Richard Coffey is music director of the Hartford Chorale, the region’s principal symphonic chorus, and is artistic director emeritus of CONCORA, the region’s first all-professional concert choir, which he founded in 1974 and directed for 40 years. With the Hartford Chorale, Coffey has conducted many of the major choral/orchestral works, often with the Hartford Symphony.
Coffey holds degrees in music from the University of North Carolina at Greensboro and the School of Sacred Music of New York’s Union Theological Seminary. He was awarded France’s “premier prix” in organ performance following studies with organist Marie-Claire Alain. In 1992, the Connecticut Chapter of the American Choral Directors Association named Coffey Choral Director of the Year. In 2007, he was awarded the Lifetime Achievement Award by the Greater New Britain Arts Alliance, and a Major Achievement Award by the Hartford Symphony Orchestra in recognition of outstanding and inspiring artistic leadership. Coffey is the 2009 recipient of the Alfred Nash Patterson Lifetime Achievement Award, presented annually by Choral Arts New England to individuals who have made exceptional contributions to choral singing and its culture within New England.
Tues., Nov. 6; 4:45 pm
Second of three Duncaster lectures. Series cost: $20; Fellows: no charge. Register online.
Although his most famous works were set along the Mississippi River of his childhood, Mark Twain composed those novels while living in the elegant literary community of Nook Farm, a neighborhood of Hartford, Conn. He lived halfway between Boston and New York, in a Hartford of industry, energy, and immigration, while celebrating the pre-Civil War south of his youth. This program explores the importance of Connecticut and Hartford to Twain’s life and work, including his famous neighbors, such as novelist Harriet Beecher Stowe, travel writer and journalist Charles Dudley Warner, Civil War hero and senator Joseph Hawley, and female suffrage campaigner Isabella Beecher Hook.
James Joseph Golden is a Hartford, Conn., native.
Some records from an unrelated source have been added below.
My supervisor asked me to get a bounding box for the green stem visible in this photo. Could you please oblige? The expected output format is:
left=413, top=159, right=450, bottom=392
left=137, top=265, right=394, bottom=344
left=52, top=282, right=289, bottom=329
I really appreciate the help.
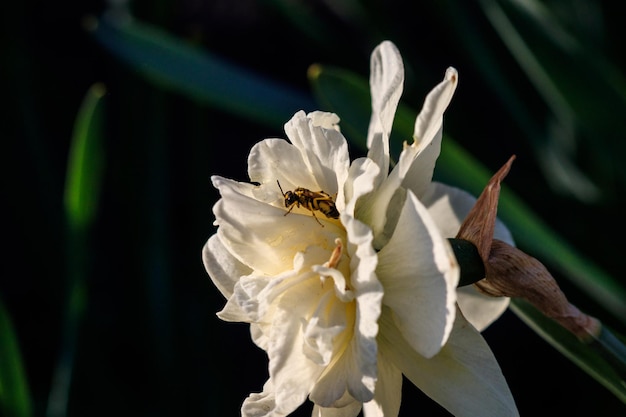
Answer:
left=448, top=238, right=485, bottom=287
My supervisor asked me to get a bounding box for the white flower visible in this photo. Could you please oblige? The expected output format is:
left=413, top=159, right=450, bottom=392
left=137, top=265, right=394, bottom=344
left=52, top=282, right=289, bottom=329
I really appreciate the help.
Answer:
left=203, top=42, right=517, bottom=417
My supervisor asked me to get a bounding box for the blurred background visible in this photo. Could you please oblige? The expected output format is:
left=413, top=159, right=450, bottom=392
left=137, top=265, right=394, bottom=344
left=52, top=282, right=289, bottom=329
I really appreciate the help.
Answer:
left=0, top=0, right=626, bottom=416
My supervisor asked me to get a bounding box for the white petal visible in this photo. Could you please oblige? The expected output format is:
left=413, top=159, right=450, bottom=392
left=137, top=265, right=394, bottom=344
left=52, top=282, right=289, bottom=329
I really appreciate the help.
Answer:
left=376, top=192, right=459, bottom=357
left=212, top=177, right=343, bottom=275
left=367, top=41, right=404, bottom=179
left=396, top=68, right=458, bottom=198
left=311, top=400, right=361, bottom=417
left=241, top=381, right=287, bottom=417
left=413, top=67, right=459, bottom=149
left=342, top=216, right=383, bottom=401
left=421, top=182, right=514, bottom=331
left=457, top=285, right=511, bottom=332
left=363, top=351, right=402, bottom=417
left=344, top=158, right=380, bottom=218
left=310, top=213, right=383, bottom=407
left=303, top=291, right=354, bottom=366
left=248, top=139, right=319, bottom=193
left=380, top=306, right=519, bottom=417
left=202, top=234, right=252, bottom=298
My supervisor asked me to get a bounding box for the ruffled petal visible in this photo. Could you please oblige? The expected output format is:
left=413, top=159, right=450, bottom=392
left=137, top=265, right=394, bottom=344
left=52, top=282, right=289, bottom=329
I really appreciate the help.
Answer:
left=456, top=285, right=511, bottom=332
left=379, top=311, right=519, bottom=417
left=212, top=176, right=344, bottom=276
left=241, top=381, right=287, bottom=417
left=311, top=399, right=361, bottom=417
left=395, top=68, right=458, bottom=198
left=280, top=111, right=350, bottom=195
left=344, top=158, right=380, bottom=218
left=248, top=139, right=319, bottom=195
left=363, top=351, right=402, bottom=417
left=367, top=41, right=404, bottom=184
left=310, top=213, right=383, bottom=407
left=376, top=192, right=459, bottom=357
left=202, top=234, right=252, bottom=298
left=302, top=291, right=354, bottom=366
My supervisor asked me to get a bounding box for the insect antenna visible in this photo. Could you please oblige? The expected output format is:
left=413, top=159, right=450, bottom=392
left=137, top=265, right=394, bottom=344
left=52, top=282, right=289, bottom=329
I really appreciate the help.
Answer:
left=276, top=180, right=285, bottom=197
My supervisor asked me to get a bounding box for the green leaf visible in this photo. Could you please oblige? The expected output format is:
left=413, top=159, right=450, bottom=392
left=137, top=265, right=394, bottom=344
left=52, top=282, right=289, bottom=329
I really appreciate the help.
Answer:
left=91, top=17, right=314, bottom=126
left=511, top=299, right=626, bottom=403
left=64, top=84, right=105, bottom=229
left=0, top=300, right=33, bottom=417
left=47, top=83, right=106, bottom=417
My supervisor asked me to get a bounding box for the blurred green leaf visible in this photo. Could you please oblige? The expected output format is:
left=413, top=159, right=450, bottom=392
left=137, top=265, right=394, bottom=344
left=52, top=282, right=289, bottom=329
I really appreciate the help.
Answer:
left=91, top=17, right=314, bottom=126
left=511, top=299, right=626, bottom=403
left=65, top=84, right=105, bottom=228
left=0, top=300, right=32, bottom=417
left=47, top=83, right=106, bottom=417
left=472, top=0, right=626, bottom=195
left=310, top=66, right=626, bottom=398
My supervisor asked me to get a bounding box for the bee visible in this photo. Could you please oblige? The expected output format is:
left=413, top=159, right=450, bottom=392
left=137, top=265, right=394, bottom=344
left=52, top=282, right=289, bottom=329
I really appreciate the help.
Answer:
left=276, top=180, right=339, bottom=227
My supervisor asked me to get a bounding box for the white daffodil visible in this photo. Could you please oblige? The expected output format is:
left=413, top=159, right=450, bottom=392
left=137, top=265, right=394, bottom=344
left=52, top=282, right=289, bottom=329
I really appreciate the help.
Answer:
left=203, top=42, right=517, bottom=417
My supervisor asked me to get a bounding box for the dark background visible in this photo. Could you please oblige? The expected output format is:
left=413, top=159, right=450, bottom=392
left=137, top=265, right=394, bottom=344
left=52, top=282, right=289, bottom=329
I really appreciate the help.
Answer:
left=0, top=0, right=626, bottom=416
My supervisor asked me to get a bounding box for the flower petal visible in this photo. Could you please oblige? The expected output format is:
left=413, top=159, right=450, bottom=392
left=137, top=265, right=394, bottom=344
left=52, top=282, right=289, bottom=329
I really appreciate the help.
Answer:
left=395, top=68, right=458, bottom=198
left=421, top=182, right=514, bottom=331
left=311, top=400, right=361, bottom=417
left=379, top=311, right=519, bottom=417
left=281, top=111, right=350, bottom=195
left=248, top=139, right=319, bottom=194
left=241, top=380, right=287, bottom=417
left=376, top=192, right=459, bottom=357
left=267, top=279, right=330, bottom=413
left=456, top=285, right=511, bottom=332
left=420, top=181, right=515, bottom=245
left=212, top=176, right=344, bottom=276
left=303, top=291, right=354, bottom=366
left=363, top=351, right=402, bottom=417
left=202, top=234, right=252, bottom=298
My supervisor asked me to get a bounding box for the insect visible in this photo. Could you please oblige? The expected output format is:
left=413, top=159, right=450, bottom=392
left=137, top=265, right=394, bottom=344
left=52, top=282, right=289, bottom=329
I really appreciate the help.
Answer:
left=276, top=180, right=339, bottom=227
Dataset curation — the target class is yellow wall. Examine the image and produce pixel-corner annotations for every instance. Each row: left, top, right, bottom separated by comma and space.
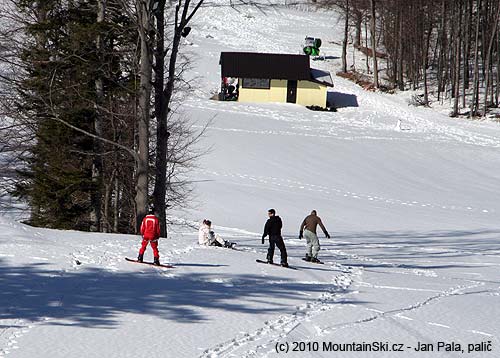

He studied divinity and history at the University of Edinburgh before completing his doctorate in modern history at the University of Oxford. He has been the director of education at the Mark Twain House and Museum since 2015, and has taught history at Trinity College, the University of Hartford, and Wesleyan University. His published work includes contributions to the English Historical Review and collections of essays published by Four Courts Press and Bloomsbury Academic.
Tues., Dec. 4; 4:45 pm
Last of three Duncaster lectures. Series cost: $20; Fellows: no charge.Register online.
This lecture will focus on research of the U.S. Exploring Expedition whose circumnavigation of the world from 1838–42 was the most ambitious voyage of ocean exploration in the United States during the 19th century, and whose voyage marked a new vision of American commercial and scientific expansion into the Pacific Ocean. The lecture will examine the expedition's work in the Antarctic, the Fiji Islands, and the Pacific Northwest.
Jason Smith is an assistant professor of history at Southern Connecticut State University. He received his PhD from Temple University and is the author of numerous journal articles in military, maritime, naval, and environmental history. In June of this year, he published his first book, To Master the Boundless Sea: The U.S. Navy, the Marine Environment, and the Cartography of Empire from the University of North Carolina Press.
Note: Tuition and fees are non-refundable.